Brave Story

kashmi_r2005-01-28

ふと省みるに、最近この日記のタイトルが真でなくなっている。
読んだ本とかお話書きのことばっかりで、FFが半分どころじゃなく4分の1ぐらいになってる。
とはいえ単なるニッキにするのはプライドが許さないので見て見ぬフリ。 何でだ。

ブレイブ・ストーリー(上)

ブレイブ・ストーリー(上)

上下巻ともに読了。
宮部みゆきのゲーム好きが如何なく発揮された、基本に忠実な、でもだからこそ心踊る作品。

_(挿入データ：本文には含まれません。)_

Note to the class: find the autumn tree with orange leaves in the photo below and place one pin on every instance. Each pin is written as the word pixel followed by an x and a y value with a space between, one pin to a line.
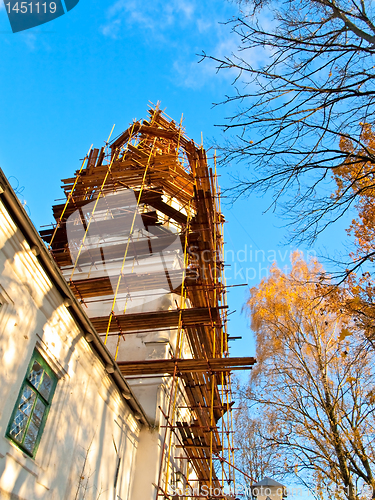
pixel 312 389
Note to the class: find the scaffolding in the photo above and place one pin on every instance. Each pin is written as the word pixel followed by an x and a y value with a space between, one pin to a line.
pixel 139 238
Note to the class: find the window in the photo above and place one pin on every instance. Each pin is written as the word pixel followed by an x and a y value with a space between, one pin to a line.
pixel 30 413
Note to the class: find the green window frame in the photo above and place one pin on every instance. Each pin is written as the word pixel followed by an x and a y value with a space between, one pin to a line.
pixel 30 413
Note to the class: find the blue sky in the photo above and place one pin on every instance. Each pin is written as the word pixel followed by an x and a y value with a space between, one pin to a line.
pixel 63 85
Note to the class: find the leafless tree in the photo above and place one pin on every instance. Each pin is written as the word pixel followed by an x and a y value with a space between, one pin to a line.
pixel 305 78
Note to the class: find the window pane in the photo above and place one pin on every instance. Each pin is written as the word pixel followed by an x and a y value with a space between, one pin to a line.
pixel 19 423
pixel 46 386
pixel 36 420
pixel 35 374
pixel 38 413
pixel 30 439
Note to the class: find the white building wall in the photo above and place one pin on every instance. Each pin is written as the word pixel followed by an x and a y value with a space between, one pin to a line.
pixel 89 427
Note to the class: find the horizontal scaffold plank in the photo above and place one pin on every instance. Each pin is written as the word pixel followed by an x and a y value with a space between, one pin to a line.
pixel 159 319
pixel 158 366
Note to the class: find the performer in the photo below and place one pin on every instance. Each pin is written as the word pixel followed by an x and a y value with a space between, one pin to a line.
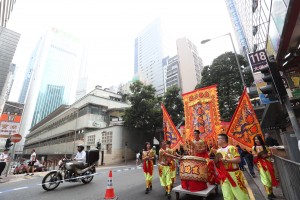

ワタルが幻界に入るまでの現実世界のパートが長いという感想が結構見受けられたが、私はそうは思わない。
現実世界で起こった様々な辛い出来事。 それに完膚なきまでに叩きのめされたからこそ、その運命を変える為に彼は幻界に乗り込むのだから。


ワタルの(あるいは人間達の)インナースペースであるところの幻界。 登場するのはトカゲ人間、ネコミミっ娘、勇者の剣にドラゴン達。
正直に言って、ドラクエ・FFあたりから始まるRPG世界の遺伝子を持つ人種にこそ訴える数々の「お約束」が各所にちりばめられていて、読者がその遺伝子を持つか持たないかで楽しみ方はかなり異なると思う。 が。


そんな世界をがむしゃらに乗り越え、仲間と出会い、別れ、自分の中にもあった一筋縄では行かない「現実」に直面して懊悩する彼の姿が、ストーリーが進むにつれ前述のような「ゲーム的ムード」を乗り越えて生々しく伝わってくる。
そして、そんな旅の果てに、ワタルが変えたいと望んだものは「運命」ではなかった。


聞けば聞くほどお約束で、それで結局どうなのよと思われる向きもあるだろうが。
分厚い下巻の最後のページを読み終わって本を閉じ、ふぅっと溜息をついた後。
本を置こうとした私の手が、開かなかった。
手放したくなかった。 別れたくなかった。 この世界と。


一年ぐらい経って、細かいストーリーが完全に記憶の表層から抜け落ちた頃に、また読みたいと思う。